Cornelia Menzel wrote:

>On 21:25 Tue 17 May      , Rumen Yotov wrote:
>  
>
>>Hi,
>>Think that making a link "ln -s /usr/bin/nbsmtp /usr/sbin/sendmail will
>>do the trick (or virtual/mta).
>>HTH. Rumen
>>    
>>
>
>Hello Rumen,
>
>Thank you very much for your help. The problem is that I would have to install 
>sendmail.
>
>Regarding the error message, it is clear, that the solution would be pointing 
>to my (already installed) mta, which is 
>nbsmtp. But I did not find any hint in internet how I can realise that using 
>emerge. As emerge is the way to install 
>software under Gentoo, I was wondering how other users change options using 
>emerge (if there is a way to do that).
>
>The programm needs to be compiled with the following option:
>
>./configure --with-mta=/usr/bin/nbsmtp
>
>Is there a way to do that under Gentoo?
>
>Thanks in advance.
>
>Kind regards,
>Nelly
>
>  
>
Hi Nelly,
It all depends on what you wanna do.
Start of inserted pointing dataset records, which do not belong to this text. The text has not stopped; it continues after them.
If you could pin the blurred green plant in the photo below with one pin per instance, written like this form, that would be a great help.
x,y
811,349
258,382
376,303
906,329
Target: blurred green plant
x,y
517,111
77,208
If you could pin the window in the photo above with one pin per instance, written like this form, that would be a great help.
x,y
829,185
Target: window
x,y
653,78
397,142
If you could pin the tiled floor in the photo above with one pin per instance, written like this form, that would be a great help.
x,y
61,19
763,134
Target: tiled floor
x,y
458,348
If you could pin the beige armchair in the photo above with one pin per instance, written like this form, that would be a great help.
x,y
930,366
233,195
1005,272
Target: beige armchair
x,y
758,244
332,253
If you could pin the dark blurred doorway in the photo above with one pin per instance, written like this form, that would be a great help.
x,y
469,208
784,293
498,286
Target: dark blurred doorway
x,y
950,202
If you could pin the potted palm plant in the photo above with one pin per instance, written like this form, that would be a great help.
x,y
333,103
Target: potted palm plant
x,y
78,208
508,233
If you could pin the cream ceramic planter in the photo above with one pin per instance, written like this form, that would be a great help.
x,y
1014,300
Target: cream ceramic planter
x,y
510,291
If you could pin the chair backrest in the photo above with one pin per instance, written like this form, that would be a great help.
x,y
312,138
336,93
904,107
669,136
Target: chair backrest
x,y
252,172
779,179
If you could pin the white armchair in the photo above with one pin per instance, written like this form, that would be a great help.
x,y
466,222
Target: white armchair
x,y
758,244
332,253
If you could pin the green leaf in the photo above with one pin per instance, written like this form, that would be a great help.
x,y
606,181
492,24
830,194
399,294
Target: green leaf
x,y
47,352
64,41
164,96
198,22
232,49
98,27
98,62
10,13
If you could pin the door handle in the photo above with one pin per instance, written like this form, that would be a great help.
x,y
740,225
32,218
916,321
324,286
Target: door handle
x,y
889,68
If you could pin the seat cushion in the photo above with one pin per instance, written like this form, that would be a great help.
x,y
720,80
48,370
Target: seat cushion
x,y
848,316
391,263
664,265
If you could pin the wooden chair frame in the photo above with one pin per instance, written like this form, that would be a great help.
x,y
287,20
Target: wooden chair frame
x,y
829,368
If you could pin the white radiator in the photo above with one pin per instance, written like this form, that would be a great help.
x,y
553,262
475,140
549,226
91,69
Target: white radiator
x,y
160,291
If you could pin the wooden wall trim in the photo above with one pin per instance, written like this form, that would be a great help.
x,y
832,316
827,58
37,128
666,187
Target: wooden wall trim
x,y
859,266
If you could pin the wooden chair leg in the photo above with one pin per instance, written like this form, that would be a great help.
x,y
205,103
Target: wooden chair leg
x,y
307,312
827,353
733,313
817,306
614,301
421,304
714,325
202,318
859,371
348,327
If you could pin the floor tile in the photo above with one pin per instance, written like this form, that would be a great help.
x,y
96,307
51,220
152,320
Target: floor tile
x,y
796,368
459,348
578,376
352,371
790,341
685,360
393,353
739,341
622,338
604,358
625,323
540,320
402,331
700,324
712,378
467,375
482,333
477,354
Generally speaking there are two
main choices for sending a mail.
*First* install your own mail-server (sendmail,qmail,postfix) or
*second* install some minimal server which will forward the mail to a
relayhost/mailhub (your ISP) - ssmtp,nbsmtp etc. Second choice is lot
easier as a start.
Just read the official gentoo-docs about mail, quite all needed info is
there (incl. ssmtp,nbsmtp install, usage).
nbsmtp is in portage so you only have to run: "emerge nbsmtp -pv" then
grop the "p". You're not *required* to install sendmail to have a
working mail setup.
Just sharing my experience here (i'm using qmail).